Workforce Scheduling Problem

Introduction

This example deals with scheduling the workforce for a production plant.

In a production plant everyday a certain number of personnel is needed. Given personnel can be be hired for a minimum up to a maximum number of days in a row, requiring a minimum number of leave days before they can be employed again. The task is to find the work schedule minimizing total wages to be paid.

Model

# Personnel assignment problem
# inspired by CADI Abdelahd
# 
# Given:
#   a workload per day
#   available workers with 
#   - minimum working days in a row
#   - maximum working days in a row
#   - minimum leave days in a row
#   - daily wage
#
# determine cheapest shift schedule.
#
# Author: Xypron, 2009
#
# This example is distributed in the hope that it will be useful,
# but WITHOUT ANY WARRANTY. Feel free to copy or modify.

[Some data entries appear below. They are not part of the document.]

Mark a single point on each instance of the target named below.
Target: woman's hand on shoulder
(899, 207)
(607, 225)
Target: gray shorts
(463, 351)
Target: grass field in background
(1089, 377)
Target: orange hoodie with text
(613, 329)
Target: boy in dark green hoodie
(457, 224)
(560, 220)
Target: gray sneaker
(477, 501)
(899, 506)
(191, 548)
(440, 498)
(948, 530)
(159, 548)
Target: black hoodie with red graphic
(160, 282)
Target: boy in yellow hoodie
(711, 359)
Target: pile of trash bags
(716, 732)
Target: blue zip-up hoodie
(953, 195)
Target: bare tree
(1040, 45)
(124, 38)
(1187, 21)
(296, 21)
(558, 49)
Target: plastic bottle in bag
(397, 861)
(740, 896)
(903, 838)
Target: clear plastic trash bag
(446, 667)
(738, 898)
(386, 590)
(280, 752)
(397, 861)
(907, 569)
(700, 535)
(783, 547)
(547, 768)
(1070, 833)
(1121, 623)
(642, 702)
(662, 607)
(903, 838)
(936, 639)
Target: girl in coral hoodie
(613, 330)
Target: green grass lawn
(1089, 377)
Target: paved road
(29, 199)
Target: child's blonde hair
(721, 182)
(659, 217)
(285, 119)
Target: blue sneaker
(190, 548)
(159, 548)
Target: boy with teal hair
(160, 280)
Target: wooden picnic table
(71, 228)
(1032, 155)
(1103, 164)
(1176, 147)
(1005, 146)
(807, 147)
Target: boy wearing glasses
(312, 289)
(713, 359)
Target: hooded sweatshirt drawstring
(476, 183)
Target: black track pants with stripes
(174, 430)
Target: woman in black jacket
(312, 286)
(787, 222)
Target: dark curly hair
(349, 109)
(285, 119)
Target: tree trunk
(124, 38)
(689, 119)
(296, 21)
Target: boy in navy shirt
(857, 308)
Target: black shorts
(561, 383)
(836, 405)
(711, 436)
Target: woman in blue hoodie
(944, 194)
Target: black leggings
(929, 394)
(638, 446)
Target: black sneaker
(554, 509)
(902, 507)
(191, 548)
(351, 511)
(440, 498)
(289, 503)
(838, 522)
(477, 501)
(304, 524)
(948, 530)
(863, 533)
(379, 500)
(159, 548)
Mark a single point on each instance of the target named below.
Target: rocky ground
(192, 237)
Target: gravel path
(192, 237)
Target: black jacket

# workload (day, workload)
set L, dimen 2;

# workers (name, min workdays, max workdays, minimum leave, wage)
set W, dimen 5;

# names of workers
set V := setof{(v, b, c, d, e) in W} v;

# periods
set B := ( (min{(b,c) in L} b) .. (max{(b,c) in L} b) );

# minimum number of workdays in row
param ri{v in V} := min{(v, b, c, d, e) in W} b;

# maximum number of workdays in row
param ra{v in V} := min{(v, b, c, d, e) in W} c;

# minimum leave days in row
param ml{v in V} := min{(v, b, c, d, e) in W} d;

# wage
param wa{v in V} := min{(v, b, c, d, e) in W} e;

# work offer [worker, start, duration]
# (for large problems consider column generation to create work offers)
set O := setof{ v in V, s in B, d in {ri[v]..ra[v]}}( v, s, d);

# workday
param wd{b in B, (v, s, d) in O} := 
  if b < s then 0 else if b - s > d - 1 then 0 else 1;

# leaveday
param ld{b in B, (v, s, d) in O} := 
  if b < s + d then 0 else if b - s > d + ml[v] - 1 then 0 else 1;

# work offer used
var x{(v,s,d) in O}, binary;

# minimze total wage
minimize wage :
  sum{b in B, (v,s,d) in O} x[v,s,d] * wd[b,v,s,d] * wa[v];

# worker can do one job only
s.t. j1{b in B, v in V} :
  sum{(v,s,d) in O} x[v,s,d] * ( wd[b,v,s,d] + ld[b,v,s,d] ) <= 1;

# do all jobs
s.t. ja{b in B} :
  sum{(v,s,d) in O} x[v,s,d] * wd[b,v,s,d] >= sum{(b, w) in L} w;

solve;

# output solution
printf "\n%-10s", "Day";
for {v in V}
  printf "| %-10s", v;
printf "\n";
printf "%-10s", '----------';
for {v in V}
  printf "+-%-10s", '----------';
printf "\n";
for {b in B}
{
  printf "%9i ", b;
  for {v in V}
    printf "| %-9s ", 
      if sum{(v,s,d) in O} x[v,s,d] * wd[b,v,s,d] then "working"  
      else "on leave";
  printf "\n";
}
printf "\n";

data;

# workload
set L := # day, workload
  ( 1, 3)
  ( 2, 1)
  ( 3, 1)
  ( 4, 1)
  ( 5, 1)
  ( 6, 2)
  ( 7, 2)
  ( 8, 2)
  ( 9, 3)
  (10, 2)
  (11, 2)
  (12, 2)
  (14, 1)
  (15, 2)
  (17, 3)
  (18, 3)
  (19, 2)
  (21, 3)
  (23, 1)
  (24, 3)
  (25, 3)
  (26, 3)
  (27, 2)
  (28, 1)
  (29, 1)
  (30, 2)
  (31, 1)
  (32, 3)
  (33, 2)
  (35, 3)
  (36, 3)
  (37, 1)
  (38, 3)
  (39, 2)
  (40, 3)
  (43, 1)
  (44, 1)
  (45, 2)
  (46, 2)
  (47, 3)
  (48, 2)
  (49, 1)
  (50, 2);

# workers
set W := # name, min workdays, max workdays, minimum leave, wage
  ( 'Anna',   5, 8, 2,  470 )
  ( 'Isabel', 5, 8, 2,  500 )
  ( 'Jack',   1, 8, 2, 1000 )
  ( 'John',   5, 8, 2,  600 )
  ( 'Lisa',   3, 5, 3,  640 );
end;